Bottlemania
Posted: 25.11.08 | Created by: Elizabeth Royte
Elizabeth Royte, author of "Bottlemania"
“I came away from my investigations with at least one certainty: not all tap water is perfect. But it is the devil we know, the devil we have standing to negotiate with and to improve. Bottled-water companies don't answer to the public, they answer to shareholders. As Alan Snitow and Deborah Kaufman write in Thirst, "If citizens no longer control their most basic resource, their water, do they really control anything at all?" Bottled water does have its place - it's useful in emergencies and essential for people whose health can't tolerate even filtered water.

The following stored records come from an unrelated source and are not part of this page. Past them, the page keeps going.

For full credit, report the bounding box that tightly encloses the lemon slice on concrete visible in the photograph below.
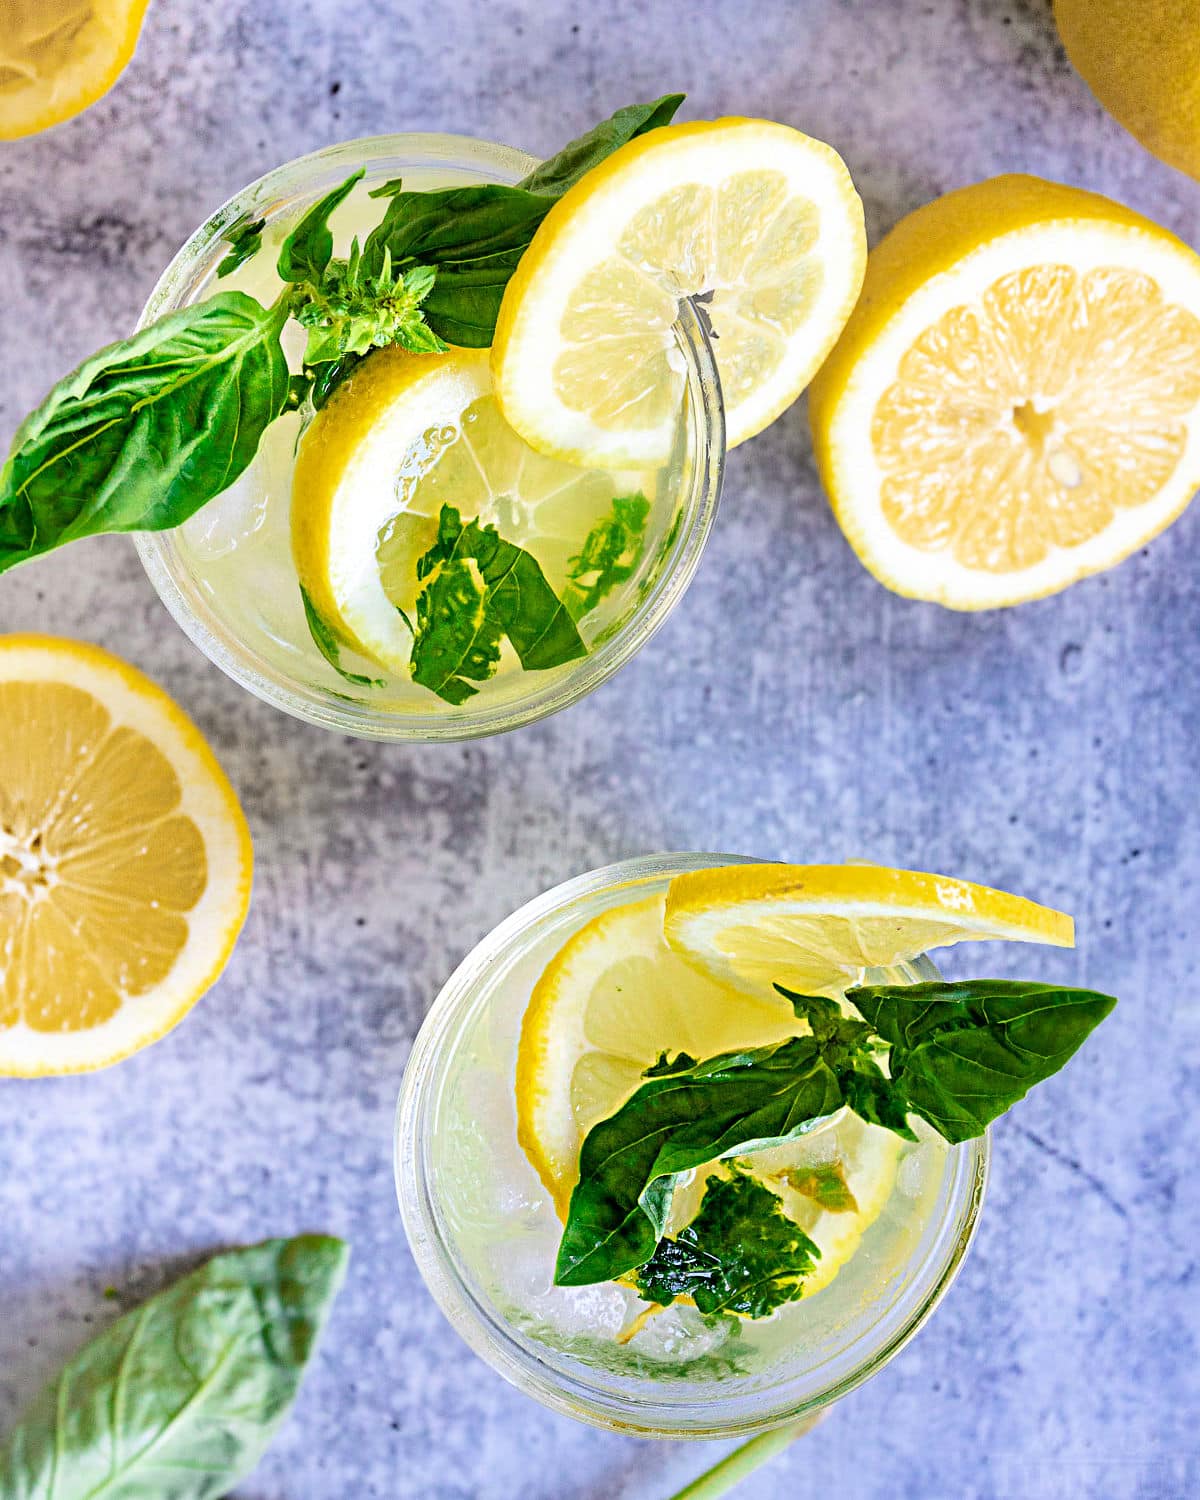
[664,861,1073,996]
[0,635,252,1075]
[516,891,797,1218]
[292,346,636,675]
[492,118,867,466]
[0,0,149,140]
[809,175,1200,609]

But it's often no better than tap water, it's environmental and social price is high, and it lets our public guardians off the hook for protecting watersheds, stopping polluters, upgrading treatment and distribution infrastructure, and strengthening treatment standards.

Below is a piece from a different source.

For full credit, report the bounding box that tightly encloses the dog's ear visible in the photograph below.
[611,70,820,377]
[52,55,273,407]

Certainly, nearly everything humans do has an environmental impact - biking to work, recycling newspapers, and drinking tap water included. But understanding that impact is the first step toward reducing it. It's true that the impact of bottled water looks miniscule next to other water uses - growing beef, say, or manufacturing cars. But try telling that to someone who lives on a spring water truck route or who drinks from a well that shares an aquifer with a commercial pump.
If someday I find myself wanting to buy bottled water, I will do it as an informed consumer, someone who knows that the images on the label may not reflect the ecological reality, that part of its sticker price may be landing on the pockets of lawyers and PR flacks, that profits probably aren't benefiting those who live near the source, and that the bottle and its transportation have a significant carbon footprint. And then I will try to drink with the fullest pleasure; pleasure that to quote Wendell Berry on the pleasure of eating, "does not depend on ignorance."